NCAA Football: New Head Coach-In-Waiting Rule Unfair, Damages Texas Recruiting

Dino NicandrosAnalyst IFebruary 12, 2010

AUSTIN, TX - NOVEMBER 07:  Defensive coordinator Will Muschamp of the Texas Longhorns watches the defense prepare against the UCF Knights on November 7, 2009 at Darrell K Royal - Texas Memorial Stadium in Austin, Texas.  Texas won 35-3.  (Photo by Brian Bahr/Getty Images)
Brian Bahr/Getty Images

The University of Texas received some bad news this week. 

The NCAA passed a new regulation that drastically limits the ability of football programs with designated head coaches-in-waiting to recruit.

Current Texas defensive coordinator and head coach-in-waiting, Will Muschamp, is one of the best recruiters in the nation and helped Texas rake in the second ranked recruiting class in the country.

How does this new rule affect Texas' future head coach?

Muschamp can make only one off-campus visit with a prospect. Moreover, such a visit can't take place during the critical recruiting period of April 15-May 31.

The NCAA's Football Issues Committee voted on this change under the belief that head coaches-in-waiting offer programs some competitive advantages when it comes to the recruiting scene. 

The logic behind this decision makes sense from a recruiting fairness standpoint I suppose, but is it really fair?

The only other program in the nation with a designated head coach-in-waiting at the current time is Maryland, where offensive coordinator James Franklin has been chosen to follow Ralph Friedgen.

You would think that such a significant new regulation would be made to impact the entire country, but the reality is that only two programs are having to bear the load (Texas is the one that gets the worst deal).

Texas has every right to feel shafted in this instance.

The NCAA is effectively eliminating one of the best recruiters in the nation from doing his duties as a defensive coordinator because he has been deemed a head coach sometime in the future.

It would be one thing if every program in the nation had a head coach-in-waiting and the NCAA would want to level the playing field, but it's quite another thing when you are essentially targeting one program.

Texas Athletic Director DeLoss Dodds had this to say about the ruling: "We are exploring our options for legislative relief within the NCAA process, since we believe this places our program at a direct disadvantage.
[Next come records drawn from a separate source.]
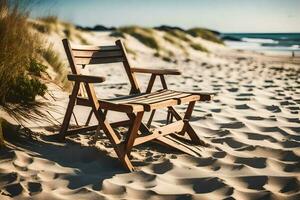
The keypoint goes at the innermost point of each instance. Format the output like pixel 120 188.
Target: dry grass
pixel 18 45
pixel 144 35
pixel 205 34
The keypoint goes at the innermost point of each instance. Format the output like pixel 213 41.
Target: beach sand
pixel 252 126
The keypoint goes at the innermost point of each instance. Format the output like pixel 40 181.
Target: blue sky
pixel 221 15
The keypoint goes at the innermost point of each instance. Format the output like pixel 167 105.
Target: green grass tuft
pixel 19 50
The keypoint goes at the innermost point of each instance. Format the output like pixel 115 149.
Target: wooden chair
pixel 134 105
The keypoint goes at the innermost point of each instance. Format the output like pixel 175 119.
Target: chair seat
pixel 151 101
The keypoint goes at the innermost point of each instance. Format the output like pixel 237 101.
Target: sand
pixel 252 126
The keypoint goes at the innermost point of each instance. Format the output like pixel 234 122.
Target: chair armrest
pixel 86 78
pixel 156 71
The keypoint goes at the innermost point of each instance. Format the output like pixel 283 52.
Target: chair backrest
pixel 81 55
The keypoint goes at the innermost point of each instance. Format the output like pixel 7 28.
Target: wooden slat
pixel 156 71
pixel 95 48
pixel 88 61
pixel 85 78
pixel 96 54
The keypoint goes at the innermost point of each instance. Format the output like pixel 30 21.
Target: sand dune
pixel 252 128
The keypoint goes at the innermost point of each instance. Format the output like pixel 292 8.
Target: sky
pixel 221 15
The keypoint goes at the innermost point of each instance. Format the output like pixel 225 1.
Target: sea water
pixel 269 43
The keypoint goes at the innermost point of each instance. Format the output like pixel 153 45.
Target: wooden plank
pixel 135 89
pixel 156 71
pixel 70 56
pixel 97 54
pixel 94 48
pixel 69 111
pixel 161 131
pixel 163 81
pixel 150 84
pixel 133 131
pixel 85 78
pixel 89 61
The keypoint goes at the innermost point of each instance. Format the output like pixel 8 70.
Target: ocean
pixel 269 43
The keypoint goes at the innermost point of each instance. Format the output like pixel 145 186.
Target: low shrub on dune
pixel 19 47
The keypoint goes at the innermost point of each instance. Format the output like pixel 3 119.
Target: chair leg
pixel 69 111
pixel 133 131
pixel 115 141
pixel 89 118
pixel 150 119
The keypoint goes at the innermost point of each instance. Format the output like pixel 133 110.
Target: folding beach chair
pixel 134 105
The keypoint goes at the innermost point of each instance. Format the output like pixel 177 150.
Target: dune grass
pixel 205 34
pixel 144 35
pixel 53 59
pixel 19 47
pixel 198 47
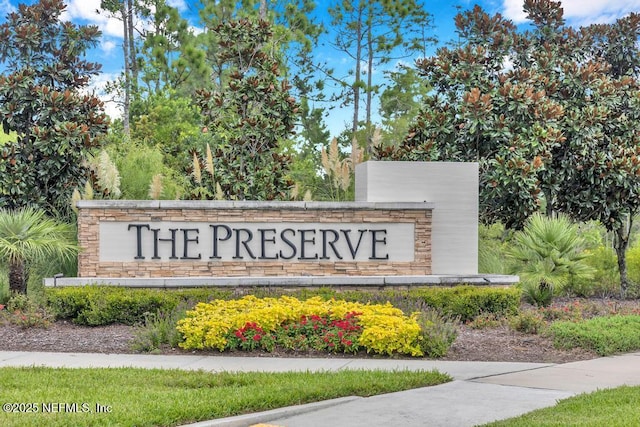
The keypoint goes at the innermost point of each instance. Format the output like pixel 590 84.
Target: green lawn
pixel 606 408
pixel 141 397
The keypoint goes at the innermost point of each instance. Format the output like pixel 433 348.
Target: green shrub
pixel 438 333
pixel 604 335
pixel 467 302
pixel 492 246
pixel 103 305
pixel 538 294
pixel 549 254
pixel 159 329
pixel 25 312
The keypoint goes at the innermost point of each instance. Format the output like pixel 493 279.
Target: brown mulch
pixel 489 344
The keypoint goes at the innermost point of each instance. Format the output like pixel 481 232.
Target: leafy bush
pixel 604 335
pixel 222 325
pixel 528 322
pixel 539 294
pixel 25 312
pixel 467 302
pixel 103 305
pixel 548 255
pixel 438 333
pixel 492 246
pixel 159 329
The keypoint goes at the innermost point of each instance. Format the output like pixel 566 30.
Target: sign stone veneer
pixel 266 239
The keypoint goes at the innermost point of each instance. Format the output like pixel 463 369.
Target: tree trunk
pixel 127 71
pixel 358 74
pixel 132 48
pixel 621 245
pixel 262 13
pixel 369 147
pixel 17 277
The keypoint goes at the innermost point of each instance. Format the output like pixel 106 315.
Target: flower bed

Will is our head coach-in-waiting but he is also our defensive coordinator, and this legislation restricts his ability to perform his current job duties."
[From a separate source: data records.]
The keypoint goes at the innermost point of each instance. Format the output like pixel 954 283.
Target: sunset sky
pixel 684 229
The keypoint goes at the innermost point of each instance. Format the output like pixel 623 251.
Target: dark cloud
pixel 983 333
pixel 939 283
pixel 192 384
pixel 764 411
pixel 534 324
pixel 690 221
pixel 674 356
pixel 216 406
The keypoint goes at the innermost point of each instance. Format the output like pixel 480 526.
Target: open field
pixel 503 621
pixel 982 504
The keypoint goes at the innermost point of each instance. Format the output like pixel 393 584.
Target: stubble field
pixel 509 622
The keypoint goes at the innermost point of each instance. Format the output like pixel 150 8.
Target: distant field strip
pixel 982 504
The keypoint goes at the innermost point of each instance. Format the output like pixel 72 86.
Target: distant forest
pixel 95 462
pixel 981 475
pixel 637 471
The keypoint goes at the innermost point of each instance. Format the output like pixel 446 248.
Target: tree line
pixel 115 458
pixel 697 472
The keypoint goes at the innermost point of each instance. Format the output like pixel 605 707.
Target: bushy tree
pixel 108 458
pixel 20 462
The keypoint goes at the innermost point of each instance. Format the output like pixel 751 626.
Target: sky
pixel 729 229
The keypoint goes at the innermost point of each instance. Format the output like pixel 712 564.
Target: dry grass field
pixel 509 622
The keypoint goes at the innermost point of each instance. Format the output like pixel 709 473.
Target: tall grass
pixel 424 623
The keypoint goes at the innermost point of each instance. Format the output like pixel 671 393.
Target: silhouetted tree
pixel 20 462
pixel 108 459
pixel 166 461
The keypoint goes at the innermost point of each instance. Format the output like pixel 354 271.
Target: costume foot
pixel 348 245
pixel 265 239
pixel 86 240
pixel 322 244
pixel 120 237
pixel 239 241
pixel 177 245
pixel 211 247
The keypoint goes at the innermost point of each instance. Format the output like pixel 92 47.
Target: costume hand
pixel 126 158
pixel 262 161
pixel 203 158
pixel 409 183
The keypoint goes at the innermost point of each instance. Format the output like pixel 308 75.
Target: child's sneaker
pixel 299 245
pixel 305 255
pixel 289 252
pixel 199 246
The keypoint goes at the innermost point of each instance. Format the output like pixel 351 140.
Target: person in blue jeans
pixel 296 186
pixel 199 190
Muschamp was key in signing top defensive end prospect Jackson Jeffcoat and top linebacker prospect Jordan this off-season. And now with his ability to head out on the road and visit high profile prospects diminished, Texas recruiting could take a hit in the coming weeks as Mack Brown and company are beginning preparations for building the 2011 class. 

Texas will never be short of talent, but it's an incredibly disturbing move by the NCAA to revoke a defensive coordinator's ability to help his team grow.  How can you penalize someone for a job they don't have?

Protecting and aiding schools who are at a competitive disadvantage is a noble cause to be sure; but let's face it, almost everyone in the country, apart from Florida and Alabama, is at a competitive disadvantage when up against Texas.  That's merely a testament to the incredible staff Mack Brown has assembled, not some huge recruiting malpractice.

It seems to me that Texas is being punished for being successful, which is flat-out criminal.

If you aren't going to pass rules that affect the entire college football landscape as a whole, don't pass any at all.